Said Fontes: “We came 3,000 miles to play a very poor football game.”

Hey, Wayne. It’s only 2,000 miles from Detroit.

No wonder your guys were so tired.

Which brings us to the Detroit defense, which had gotten pretty high on its horse the last few weeks. I think 505 yards surrendered might bring those guys down to earth. That, or the fact that in allowing the 49ers five touchdowns, they only stopped them once on third down. And that one time, the 49ers went for it on fourth down and wound up with a touchdown.

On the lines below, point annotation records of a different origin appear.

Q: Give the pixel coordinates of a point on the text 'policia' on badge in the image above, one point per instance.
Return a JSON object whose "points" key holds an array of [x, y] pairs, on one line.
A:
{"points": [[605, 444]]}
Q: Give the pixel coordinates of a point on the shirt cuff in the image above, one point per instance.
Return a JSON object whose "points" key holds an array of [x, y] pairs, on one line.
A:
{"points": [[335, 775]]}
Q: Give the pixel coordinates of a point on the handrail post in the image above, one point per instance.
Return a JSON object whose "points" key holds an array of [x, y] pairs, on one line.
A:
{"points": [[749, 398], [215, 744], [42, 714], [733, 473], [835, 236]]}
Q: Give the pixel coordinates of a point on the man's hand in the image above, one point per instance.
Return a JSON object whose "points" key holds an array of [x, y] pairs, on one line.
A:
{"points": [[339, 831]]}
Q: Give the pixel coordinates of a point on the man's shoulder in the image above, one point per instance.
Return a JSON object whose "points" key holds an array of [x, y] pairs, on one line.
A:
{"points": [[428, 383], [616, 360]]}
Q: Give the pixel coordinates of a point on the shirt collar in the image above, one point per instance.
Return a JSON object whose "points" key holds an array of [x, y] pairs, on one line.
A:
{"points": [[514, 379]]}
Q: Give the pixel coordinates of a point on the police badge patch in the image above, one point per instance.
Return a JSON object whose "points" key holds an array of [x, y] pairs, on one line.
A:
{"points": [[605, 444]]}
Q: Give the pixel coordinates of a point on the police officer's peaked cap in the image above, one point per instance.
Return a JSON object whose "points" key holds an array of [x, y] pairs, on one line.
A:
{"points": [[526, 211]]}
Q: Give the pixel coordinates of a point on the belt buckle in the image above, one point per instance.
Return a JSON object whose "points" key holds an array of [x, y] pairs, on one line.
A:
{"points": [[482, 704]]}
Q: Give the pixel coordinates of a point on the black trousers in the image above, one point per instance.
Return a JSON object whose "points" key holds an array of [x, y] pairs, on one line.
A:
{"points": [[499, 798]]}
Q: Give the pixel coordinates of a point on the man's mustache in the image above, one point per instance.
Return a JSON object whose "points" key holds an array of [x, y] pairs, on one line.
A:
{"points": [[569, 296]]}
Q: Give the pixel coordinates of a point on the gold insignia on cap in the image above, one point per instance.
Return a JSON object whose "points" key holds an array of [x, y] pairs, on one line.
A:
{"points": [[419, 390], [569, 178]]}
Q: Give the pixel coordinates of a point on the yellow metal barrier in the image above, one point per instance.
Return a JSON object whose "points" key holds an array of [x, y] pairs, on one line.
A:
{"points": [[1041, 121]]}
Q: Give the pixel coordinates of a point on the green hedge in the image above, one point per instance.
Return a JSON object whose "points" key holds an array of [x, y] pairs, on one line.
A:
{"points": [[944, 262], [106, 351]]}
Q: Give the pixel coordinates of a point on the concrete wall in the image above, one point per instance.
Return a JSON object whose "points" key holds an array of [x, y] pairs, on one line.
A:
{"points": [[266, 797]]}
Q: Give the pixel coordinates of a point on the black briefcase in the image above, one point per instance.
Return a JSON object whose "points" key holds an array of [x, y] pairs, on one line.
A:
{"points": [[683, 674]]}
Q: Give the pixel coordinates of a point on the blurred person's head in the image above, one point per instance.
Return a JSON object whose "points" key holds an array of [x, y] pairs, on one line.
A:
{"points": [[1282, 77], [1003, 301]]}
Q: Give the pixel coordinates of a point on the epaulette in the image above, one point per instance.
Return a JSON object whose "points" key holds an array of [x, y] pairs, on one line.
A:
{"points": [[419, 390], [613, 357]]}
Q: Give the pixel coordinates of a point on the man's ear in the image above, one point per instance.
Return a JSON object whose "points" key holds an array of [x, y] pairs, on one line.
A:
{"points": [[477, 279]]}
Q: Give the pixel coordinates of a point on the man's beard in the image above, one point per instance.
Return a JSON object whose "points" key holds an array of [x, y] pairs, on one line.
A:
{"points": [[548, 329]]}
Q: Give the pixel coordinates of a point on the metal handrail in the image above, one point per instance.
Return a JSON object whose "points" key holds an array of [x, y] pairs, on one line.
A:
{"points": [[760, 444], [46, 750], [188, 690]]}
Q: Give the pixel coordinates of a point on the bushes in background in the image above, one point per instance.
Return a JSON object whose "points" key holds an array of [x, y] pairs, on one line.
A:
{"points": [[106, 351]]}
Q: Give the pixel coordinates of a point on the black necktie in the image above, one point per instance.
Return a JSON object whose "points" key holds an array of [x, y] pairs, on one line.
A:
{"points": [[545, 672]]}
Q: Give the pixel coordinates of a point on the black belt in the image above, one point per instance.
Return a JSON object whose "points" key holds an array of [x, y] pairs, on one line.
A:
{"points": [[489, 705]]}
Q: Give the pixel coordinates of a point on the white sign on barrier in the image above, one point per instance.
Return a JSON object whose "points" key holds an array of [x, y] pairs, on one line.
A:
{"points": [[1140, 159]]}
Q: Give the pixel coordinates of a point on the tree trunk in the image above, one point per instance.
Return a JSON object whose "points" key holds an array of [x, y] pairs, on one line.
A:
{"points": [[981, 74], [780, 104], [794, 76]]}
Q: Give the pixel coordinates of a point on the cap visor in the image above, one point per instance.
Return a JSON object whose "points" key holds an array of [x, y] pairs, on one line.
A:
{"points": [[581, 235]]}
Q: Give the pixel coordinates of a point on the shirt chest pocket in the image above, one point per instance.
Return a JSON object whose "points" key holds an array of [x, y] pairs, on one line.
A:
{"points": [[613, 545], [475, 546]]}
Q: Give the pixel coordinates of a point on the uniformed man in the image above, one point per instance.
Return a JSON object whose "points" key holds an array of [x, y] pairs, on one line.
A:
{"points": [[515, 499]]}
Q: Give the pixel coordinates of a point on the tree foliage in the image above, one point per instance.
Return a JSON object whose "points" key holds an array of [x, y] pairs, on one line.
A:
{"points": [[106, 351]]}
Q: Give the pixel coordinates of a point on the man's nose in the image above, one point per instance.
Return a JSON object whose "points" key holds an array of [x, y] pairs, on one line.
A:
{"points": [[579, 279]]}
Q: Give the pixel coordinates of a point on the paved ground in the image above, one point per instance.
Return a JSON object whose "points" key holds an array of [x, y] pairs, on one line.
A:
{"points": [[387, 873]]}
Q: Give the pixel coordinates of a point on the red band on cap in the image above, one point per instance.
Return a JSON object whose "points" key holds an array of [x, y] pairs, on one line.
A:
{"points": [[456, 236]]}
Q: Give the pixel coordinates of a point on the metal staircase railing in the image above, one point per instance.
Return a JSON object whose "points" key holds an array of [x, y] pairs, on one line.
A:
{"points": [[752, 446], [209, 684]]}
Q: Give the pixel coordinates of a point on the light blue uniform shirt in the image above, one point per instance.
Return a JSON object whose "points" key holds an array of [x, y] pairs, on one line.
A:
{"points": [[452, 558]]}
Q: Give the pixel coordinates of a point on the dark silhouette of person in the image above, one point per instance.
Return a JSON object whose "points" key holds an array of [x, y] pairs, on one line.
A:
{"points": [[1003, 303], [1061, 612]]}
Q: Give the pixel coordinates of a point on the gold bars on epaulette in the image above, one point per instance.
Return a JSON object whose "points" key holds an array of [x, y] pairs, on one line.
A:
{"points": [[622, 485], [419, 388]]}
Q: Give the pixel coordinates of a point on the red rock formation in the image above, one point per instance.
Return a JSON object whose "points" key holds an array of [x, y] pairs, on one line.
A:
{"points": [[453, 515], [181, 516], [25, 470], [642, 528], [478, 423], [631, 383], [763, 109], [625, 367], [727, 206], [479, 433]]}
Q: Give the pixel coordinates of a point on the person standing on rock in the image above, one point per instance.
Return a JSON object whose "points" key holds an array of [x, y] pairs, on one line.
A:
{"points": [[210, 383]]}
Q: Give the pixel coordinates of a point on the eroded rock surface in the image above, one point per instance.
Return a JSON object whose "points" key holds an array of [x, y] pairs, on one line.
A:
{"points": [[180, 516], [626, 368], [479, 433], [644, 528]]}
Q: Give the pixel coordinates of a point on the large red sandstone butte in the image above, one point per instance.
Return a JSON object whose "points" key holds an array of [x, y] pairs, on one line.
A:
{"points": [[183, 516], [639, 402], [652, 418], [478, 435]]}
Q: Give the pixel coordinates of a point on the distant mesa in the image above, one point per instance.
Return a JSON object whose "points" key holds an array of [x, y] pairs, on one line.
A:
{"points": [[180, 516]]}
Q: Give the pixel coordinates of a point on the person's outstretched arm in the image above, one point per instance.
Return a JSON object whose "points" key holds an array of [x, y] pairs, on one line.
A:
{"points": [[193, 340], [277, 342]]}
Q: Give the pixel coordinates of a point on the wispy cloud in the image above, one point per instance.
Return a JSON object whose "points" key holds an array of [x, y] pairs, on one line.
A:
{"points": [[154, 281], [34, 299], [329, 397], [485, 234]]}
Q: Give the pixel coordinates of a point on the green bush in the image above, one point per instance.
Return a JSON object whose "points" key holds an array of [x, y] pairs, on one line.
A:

“Maybe we got complacent, who knows?” sighed Chris Spielman. I’ll tell you what they did get: exhausted. They were out there, in the heat and the smoke, for more than 45 minutes of the 60-minute game. Field position didn’t matter to the 49ers. Four of their five touchdown drives began on their own 11-, 12-, 20- and 32-yard lines. Heck. You could have started them in San Mateo, the 49ers would have found the end zone.

“It was important for us to have a game like that,” said their coach, George Seifert, whose team has come under fire lately for slipping to a losing record, “and we can’t have anything less from here on out.”

I like that. High expectations.

What I don’t like is this: hearing the Lions shrug Sunday off by pointing to the standings.

“We’re still 5-2 and tied for first place,” said Rodney Peete.

“We’re 5-2 and tied for first place,” said Spielman.

“We’re still 5-2,” said Brown.

Hey. Fellas. So what? Keep this up and you could be 5-11 when the season is over. A winning record is not a pillow to lie on when you hurt; it’s a foundation to build on, higher and higher, you can never stop.

The fact is, Detroit’s impressive record was built against five teams that, if you gave each one a letter, would spell L- O-U-S-Y. This is also fact: Against the only two quality teams the Lions have faced (San Francisco, Washington), they have lost by a combined score of 70-3.

Until they beat the Big Boys — and they have Dallas, Buffalo and two Chicago games left on the schedule — the jury will be out the Lions’ improvement. Sometimes it can seem as real as a crunching tackle. And other times, like Sunday, it can seem as thin as smoke.